Duty: Memoirs of a Secretary at War by Robert M. Gates
While I don’t agree with all of Robert Gates views outlined in this book, his heart and dedication to the people who serve our country is undeniable. Duty at times reads a bit like a report rather than a memoir. However Gates successfully illustrates his great compassion for the troops, dedication to the department of defense, and willingness to work across party lines. I have a new appreciation for what our troops do to defend our country because of this book. I was happy to see that during his time in office, he worked so diligently to remind others in government that our troops are people, not just numbers. They are young men and women putting their lives on the line so that we can enjoy freedom. Their needs should be met.

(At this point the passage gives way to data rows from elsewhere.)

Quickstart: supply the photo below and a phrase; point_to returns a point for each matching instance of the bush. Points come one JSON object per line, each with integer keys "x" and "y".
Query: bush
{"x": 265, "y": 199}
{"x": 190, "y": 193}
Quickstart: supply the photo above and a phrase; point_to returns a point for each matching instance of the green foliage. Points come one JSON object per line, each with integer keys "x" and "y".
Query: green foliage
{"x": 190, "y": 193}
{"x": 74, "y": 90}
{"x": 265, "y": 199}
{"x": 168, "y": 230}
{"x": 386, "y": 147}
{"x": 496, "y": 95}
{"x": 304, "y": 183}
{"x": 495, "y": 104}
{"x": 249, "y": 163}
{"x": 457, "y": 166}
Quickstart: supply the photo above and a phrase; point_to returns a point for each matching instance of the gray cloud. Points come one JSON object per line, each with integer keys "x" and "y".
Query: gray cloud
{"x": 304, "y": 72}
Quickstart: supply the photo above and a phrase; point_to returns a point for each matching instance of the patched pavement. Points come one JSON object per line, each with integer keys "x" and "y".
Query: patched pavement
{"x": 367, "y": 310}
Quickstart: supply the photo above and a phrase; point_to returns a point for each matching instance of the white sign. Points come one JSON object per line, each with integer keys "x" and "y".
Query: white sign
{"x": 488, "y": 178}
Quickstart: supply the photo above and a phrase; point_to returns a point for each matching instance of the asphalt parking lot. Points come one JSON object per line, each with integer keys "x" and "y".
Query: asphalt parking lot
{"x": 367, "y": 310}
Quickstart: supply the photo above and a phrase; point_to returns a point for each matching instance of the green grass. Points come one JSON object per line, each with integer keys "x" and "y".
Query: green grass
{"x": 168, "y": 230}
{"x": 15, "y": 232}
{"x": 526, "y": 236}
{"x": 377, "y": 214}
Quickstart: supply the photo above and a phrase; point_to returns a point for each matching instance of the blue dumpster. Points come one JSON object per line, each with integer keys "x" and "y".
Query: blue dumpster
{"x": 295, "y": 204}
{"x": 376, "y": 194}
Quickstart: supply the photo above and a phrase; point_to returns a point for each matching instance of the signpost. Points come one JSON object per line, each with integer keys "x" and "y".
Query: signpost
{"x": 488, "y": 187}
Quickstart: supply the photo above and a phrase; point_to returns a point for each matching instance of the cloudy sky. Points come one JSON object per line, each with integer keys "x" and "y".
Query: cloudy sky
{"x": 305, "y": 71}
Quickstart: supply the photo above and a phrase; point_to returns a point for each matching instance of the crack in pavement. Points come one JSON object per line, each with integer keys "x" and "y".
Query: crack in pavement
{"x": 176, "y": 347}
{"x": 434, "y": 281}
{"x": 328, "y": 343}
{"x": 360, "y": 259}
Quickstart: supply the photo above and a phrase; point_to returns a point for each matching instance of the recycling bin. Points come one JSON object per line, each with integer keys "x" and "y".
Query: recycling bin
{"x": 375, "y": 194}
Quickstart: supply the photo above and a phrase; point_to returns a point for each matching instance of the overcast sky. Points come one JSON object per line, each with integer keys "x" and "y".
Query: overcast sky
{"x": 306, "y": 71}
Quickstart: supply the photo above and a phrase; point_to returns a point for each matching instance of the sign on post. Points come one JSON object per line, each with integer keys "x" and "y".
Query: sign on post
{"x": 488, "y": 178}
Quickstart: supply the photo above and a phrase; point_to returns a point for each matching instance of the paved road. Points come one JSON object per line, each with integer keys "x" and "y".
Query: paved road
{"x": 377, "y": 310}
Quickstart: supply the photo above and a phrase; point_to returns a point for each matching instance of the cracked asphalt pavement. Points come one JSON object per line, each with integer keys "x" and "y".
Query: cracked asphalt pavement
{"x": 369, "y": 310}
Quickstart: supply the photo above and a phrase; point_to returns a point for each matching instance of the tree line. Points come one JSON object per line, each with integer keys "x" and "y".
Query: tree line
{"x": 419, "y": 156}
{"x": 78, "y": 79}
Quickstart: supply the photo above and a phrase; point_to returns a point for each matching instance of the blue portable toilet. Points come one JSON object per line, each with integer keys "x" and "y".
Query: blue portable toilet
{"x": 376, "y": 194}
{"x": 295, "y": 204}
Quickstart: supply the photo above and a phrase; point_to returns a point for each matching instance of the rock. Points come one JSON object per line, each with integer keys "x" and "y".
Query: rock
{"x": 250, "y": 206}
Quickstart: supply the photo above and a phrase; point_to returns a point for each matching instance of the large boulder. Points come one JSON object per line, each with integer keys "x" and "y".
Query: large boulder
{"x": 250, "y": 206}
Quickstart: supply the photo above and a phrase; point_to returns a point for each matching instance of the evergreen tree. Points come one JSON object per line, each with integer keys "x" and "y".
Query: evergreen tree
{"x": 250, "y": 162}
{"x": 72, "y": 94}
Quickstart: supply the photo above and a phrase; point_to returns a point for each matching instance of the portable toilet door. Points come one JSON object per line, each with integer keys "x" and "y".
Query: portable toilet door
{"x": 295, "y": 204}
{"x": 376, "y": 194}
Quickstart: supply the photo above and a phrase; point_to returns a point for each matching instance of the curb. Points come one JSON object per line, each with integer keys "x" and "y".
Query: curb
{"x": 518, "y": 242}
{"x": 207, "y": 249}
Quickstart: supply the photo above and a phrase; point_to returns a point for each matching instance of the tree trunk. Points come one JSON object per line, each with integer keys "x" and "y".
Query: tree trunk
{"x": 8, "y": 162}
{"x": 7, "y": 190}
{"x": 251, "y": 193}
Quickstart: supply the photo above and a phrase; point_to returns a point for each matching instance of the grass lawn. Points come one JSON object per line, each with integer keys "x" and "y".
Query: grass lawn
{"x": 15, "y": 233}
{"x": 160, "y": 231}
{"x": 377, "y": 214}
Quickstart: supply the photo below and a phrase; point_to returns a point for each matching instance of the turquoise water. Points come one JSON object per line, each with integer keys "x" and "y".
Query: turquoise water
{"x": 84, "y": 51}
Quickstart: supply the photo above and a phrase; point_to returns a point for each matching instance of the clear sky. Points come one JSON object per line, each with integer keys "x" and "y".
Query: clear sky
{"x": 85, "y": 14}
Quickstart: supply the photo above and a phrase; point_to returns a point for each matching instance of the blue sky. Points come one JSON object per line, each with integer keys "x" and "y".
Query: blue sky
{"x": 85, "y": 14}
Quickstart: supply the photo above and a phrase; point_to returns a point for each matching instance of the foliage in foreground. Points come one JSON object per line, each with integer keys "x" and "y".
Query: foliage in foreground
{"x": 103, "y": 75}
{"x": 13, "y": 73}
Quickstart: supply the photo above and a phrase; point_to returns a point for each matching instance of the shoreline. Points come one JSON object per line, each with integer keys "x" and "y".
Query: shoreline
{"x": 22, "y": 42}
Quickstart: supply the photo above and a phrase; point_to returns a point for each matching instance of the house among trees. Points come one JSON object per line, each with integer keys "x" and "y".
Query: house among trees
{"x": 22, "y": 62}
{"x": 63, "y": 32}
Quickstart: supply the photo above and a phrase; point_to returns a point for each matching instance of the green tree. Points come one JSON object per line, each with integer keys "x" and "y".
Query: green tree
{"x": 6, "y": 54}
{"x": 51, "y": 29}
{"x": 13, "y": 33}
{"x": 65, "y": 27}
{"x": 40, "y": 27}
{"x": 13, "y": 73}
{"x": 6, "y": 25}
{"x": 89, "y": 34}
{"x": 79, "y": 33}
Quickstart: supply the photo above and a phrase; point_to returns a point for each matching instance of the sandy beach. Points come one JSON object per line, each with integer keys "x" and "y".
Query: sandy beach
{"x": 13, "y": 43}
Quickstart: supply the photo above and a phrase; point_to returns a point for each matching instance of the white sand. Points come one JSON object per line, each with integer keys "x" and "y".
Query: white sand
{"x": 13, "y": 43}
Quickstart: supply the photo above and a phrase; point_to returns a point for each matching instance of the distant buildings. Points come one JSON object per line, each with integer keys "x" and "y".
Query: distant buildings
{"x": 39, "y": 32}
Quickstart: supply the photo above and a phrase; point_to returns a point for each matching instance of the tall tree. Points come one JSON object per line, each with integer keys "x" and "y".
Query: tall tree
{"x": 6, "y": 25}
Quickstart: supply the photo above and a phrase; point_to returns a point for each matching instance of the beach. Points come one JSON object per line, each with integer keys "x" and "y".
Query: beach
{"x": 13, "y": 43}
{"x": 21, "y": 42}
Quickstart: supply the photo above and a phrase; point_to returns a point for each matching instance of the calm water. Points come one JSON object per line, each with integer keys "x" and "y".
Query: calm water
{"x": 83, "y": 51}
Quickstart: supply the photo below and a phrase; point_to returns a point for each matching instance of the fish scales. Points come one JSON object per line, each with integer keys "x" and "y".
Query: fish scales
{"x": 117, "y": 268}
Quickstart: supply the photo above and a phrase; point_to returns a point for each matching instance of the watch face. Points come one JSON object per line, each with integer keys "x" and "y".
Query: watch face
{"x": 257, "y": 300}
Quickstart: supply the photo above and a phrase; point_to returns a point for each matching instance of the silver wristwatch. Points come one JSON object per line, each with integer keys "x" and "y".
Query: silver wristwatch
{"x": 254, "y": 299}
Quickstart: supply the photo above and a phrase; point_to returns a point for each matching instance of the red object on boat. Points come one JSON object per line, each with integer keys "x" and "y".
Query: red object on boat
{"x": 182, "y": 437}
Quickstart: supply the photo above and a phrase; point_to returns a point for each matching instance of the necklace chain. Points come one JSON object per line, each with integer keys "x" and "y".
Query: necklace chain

I think my favorite parts dealt with the individual stories of soldiers that he had dealings with, as well as those moments that he spent behind closed doors with either President Bush or President Obama. I also was interested to read about the meetings with leaders from other countries in the Middle East, or in Russia, or some of the Asian countries. The comparison between the two presidents (Bush and Obama), how they worked from within the White House, as well as the personal meetings he had with them, were also interesting bits of the overall story. He had far more praise for Obama than I expected him to have. But there was some airing of complaints; I don’t think they are all that different than most of the complaints that the country has with Obama now.
While this book is a long read, and probably could have had several things cut – reading to the end was worth it. I hope you’ll take the time to check it out. It is available in print, or audiobook at the VC/UHV Library.